The Bill Gallagher Suite at the Sandton Convention Center in Johannesburg was filled to bursting point yesterday. Over 140 reporters and South Africa-based international news agency correspondents attended a 2010 FIFA World Cup South Africa™ ticketing seminar, incorporating a briefing on all important matters pertaining to ticket sales. The first sales phase commences on Friday 20 February via FIFA.com and at FNB branches across the country.
The media representatives listened attentively to the four high-ranking presenters on the podium, chaired by FIFA Honorary Vice-President David Will, chairman of the ticketing sub-committee. He was flanked by local organising committee (LOC) CEO Dr Danny Jordaan, whose opening remarks were designed to convey conviction and passion from the stage to the auditorium: “There is only one FIFA World Cup,” he said, “and it takes place here in South Africa next year. The game is on for 2010."
Initial spark for South Africa
Indeed, the start of the first phase of ticket sales for the world’s largest single-sport event is a significant milestone on the road to next year’s finals. “We all realise how close we are to this World Cup, and believe me, the remaining time will simply fly by,” commented Will. His words were echoed by FIFA consultant for the 2010 FIFA World Cup Horst R. Schmidt, drawing on his long experience in ticketing as a former head of ticket sales for the 1974 FIFA World Cup Germany, and as LOC vice-president for the 2006 FIFA World Cup Germany. “We too were infected by World Cup fever when we staged a similar seminar in Germany back in 2005,” Schmidt related, recalling a wave of pre-tournament excitement. The first ticket sales phase alone attracted some 20 million applications for a total of three million match tickets. “My hope is that this supplies a similar initial spark here in South Africa."
Jaime Byrom, Executive Co-Chairman of FIFA’s professional services company Match Services AG, presented a detailed and comprehensive overview of the ticketing operation, covering seating capacities, the various product categories, and the five-phase sales programme. “There are only two official sales channels: on the one hand FIFA.com, where tickets can be easily ordered online, and on the other hand, FNB branches, where fans can fill out an application form." The media representatives were introduced step-by-step to each aspect of the ticketing system. The presentation featured an official self-service terminal, for ticket holders to print their own paper tickets next year, and info packs for all those in attendance, including a mock-up of the FNB Visa Official Mascot pre-paid card.
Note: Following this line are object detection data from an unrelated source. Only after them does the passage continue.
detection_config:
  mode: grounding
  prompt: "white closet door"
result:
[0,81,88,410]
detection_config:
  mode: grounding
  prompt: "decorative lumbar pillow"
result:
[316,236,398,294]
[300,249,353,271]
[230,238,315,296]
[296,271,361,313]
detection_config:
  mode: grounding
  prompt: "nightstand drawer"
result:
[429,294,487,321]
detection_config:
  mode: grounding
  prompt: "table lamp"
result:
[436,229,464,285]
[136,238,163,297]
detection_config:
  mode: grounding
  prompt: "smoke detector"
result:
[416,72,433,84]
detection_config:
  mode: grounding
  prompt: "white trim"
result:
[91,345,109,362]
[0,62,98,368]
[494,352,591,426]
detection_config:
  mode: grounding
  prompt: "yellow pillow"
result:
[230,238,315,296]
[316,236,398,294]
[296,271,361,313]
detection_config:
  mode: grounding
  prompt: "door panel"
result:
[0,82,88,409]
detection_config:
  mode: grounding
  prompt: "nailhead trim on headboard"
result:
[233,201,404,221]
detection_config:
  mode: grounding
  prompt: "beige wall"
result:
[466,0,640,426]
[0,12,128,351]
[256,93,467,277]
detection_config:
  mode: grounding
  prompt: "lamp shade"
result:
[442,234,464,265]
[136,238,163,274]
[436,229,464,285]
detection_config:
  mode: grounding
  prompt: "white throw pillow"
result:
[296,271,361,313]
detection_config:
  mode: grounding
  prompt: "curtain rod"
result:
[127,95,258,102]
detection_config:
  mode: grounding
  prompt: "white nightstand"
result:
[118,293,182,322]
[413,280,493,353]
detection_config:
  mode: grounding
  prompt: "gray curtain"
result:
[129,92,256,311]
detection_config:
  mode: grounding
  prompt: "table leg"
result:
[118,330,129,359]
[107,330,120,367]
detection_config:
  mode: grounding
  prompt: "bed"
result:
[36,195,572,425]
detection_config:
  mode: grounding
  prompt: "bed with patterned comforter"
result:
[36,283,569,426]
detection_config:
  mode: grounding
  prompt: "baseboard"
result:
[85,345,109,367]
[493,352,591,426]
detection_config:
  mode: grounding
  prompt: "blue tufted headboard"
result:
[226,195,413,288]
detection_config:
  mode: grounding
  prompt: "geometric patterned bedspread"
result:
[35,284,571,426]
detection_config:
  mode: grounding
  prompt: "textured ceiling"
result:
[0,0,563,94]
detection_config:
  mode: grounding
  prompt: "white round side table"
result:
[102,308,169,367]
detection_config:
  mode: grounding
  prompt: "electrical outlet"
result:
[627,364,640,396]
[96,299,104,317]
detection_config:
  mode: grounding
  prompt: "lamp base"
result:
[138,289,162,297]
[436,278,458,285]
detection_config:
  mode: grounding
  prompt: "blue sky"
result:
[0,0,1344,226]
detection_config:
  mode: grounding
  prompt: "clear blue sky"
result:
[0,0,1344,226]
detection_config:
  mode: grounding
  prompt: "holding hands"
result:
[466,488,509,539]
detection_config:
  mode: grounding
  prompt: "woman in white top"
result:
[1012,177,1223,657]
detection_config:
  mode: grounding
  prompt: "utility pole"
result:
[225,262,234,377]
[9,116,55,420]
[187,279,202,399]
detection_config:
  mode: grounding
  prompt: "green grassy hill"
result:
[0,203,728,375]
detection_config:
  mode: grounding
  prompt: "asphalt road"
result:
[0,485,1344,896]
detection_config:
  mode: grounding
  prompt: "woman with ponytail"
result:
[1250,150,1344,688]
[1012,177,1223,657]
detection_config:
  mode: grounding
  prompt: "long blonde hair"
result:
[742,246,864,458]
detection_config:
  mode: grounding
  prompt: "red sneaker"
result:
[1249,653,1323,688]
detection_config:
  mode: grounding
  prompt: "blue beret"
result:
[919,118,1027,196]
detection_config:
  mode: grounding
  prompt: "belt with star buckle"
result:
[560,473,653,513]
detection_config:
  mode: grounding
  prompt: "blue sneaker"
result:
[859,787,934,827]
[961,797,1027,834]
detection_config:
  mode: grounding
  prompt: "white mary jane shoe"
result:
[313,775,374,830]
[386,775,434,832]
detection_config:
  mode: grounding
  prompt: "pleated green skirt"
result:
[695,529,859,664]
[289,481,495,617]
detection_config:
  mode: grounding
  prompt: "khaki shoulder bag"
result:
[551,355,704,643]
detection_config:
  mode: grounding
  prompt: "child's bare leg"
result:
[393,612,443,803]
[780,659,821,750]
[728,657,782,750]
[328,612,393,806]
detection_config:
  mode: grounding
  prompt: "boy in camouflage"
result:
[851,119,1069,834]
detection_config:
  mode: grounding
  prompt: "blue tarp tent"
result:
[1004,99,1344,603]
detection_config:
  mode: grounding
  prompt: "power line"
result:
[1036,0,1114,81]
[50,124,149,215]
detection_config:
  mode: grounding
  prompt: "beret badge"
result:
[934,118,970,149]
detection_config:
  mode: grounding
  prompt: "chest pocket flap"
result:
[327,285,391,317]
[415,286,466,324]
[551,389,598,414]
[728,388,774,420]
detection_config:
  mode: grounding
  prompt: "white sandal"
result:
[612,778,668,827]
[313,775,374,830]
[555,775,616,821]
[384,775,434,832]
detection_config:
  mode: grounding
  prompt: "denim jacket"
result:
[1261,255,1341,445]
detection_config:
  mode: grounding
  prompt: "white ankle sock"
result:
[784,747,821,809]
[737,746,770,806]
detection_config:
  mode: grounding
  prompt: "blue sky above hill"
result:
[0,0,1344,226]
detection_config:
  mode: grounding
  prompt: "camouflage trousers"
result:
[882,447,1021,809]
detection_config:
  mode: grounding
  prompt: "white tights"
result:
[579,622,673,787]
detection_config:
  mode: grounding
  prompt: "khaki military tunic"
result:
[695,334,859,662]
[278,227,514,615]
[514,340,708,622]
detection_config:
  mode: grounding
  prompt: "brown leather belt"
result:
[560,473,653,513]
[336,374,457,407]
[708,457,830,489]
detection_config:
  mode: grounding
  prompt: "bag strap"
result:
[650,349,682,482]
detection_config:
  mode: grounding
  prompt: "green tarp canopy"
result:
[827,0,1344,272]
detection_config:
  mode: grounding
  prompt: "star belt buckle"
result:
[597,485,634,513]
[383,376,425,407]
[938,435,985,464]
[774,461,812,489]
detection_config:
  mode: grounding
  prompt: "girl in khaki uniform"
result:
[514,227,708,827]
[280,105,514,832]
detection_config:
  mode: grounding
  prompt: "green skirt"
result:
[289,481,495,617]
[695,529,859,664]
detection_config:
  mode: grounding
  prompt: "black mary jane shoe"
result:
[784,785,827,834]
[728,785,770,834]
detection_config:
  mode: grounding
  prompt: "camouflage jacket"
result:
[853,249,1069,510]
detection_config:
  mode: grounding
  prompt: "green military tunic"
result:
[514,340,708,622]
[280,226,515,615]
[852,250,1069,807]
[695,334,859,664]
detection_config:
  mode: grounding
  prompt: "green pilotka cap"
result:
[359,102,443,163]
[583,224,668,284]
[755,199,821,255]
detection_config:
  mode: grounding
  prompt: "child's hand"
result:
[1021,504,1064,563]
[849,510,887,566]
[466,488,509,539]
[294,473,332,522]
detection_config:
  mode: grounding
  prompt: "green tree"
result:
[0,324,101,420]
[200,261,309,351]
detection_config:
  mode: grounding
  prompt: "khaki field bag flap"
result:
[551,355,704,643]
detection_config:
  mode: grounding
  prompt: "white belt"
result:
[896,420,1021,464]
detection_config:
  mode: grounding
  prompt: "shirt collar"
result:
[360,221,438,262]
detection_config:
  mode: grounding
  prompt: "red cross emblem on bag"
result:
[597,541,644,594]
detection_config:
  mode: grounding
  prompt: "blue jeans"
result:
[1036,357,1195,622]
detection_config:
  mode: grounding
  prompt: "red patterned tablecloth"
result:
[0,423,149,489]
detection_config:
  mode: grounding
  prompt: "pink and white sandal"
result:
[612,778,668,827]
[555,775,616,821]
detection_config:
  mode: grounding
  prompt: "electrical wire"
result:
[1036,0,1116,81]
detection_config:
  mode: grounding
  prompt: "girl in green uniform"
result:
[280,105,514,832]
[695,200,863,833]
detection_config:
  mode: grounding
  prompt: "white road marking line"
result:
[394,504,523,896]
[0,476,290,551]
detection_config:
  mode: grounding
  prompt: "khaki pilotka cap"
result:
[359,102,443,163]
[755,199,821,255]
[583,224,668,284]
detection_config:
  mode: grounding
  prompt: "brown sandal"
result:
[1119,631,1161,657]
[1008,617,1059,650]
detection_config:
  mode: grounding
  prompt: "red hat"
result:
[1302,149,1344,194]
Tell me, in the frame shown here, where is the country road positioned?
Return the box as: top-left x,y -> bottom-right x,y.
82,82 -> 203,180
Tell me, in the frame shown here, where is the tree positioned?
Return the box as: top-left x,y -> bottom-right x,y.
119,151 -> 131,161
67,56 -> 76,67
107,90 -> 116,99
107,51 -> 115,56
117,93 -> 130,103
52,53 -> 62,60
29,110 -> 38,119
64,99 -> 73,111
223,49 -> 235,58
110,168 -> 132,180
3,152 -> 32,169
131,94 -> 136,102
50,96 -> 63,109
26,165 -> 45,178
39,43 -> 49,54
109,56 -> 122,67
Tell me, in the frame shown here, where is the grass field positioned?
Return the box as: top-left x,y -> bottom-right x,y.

Fair and well-balanced distribution
"We must ensure a fair and well-balanced distribution of these World Cup tickets,” declared Will. “Our goal is to sell every ticket for all 64 matches." Will elaborated on the special ticket category created for the first FIFA World Cup on African soil, to be sold exclusively to those living in South Africa. “The most affordable tickets will cost 140 rand, the lowest price for a World Cup match ticket for many, many years.” This is also the only category in which tickets are priced in the local currency, using a fixed exchange rate of seven to one against the US dollar. “At the present time, these tickets are actually 40 per cent cheaper [based on current exchange rates],” Byrom pointed out.
The question and answer session at the end of the presentation gave some indication of the intense media interest in the category 4 tickets. The lively session, chaired by FIFA Director of Communications Hans Klaus, frequently returned to the question of exactly how these tickets would be allocated.
“This is a unique chance for fans to experience the World Cup in South Africa, their home country,” explained Jordaan. “We have taken extraordinary steps to open up the tournament to all South Africans, especially those on low incomes. We have initiated a ticket fund, and we’ve fixed the exchange rate. Every worker involved in constructing the ten stadiums will be allocated two tickets free of charge, and wheelchair users will be admitted at the price of the cheapest category. We want every South African to have the opportunity of attending a match at a stadium," he added.
Schmidt issued an appeal to the journalists present at the briefing: “We need you to help us explain the ticketing system to the people here in South Africa. You hold the key in your hands."
One reporter asked whether ticket sales might suffer as a result of the global financial crisis. “It could affect ticket sales,” Will acknowledged, “but we don’t know by how much. Football fans are a special breed. If my Scotland team manages to qualify, I can guarantee that Scots in their tens of thousands will find their way here in June 2010, regardless of the cost. There’ll be plenty of fans."
We must ensure a fair and well-balanced distribution of these World Cup tickets. Our goal is to sell every ticket for all 64 matches.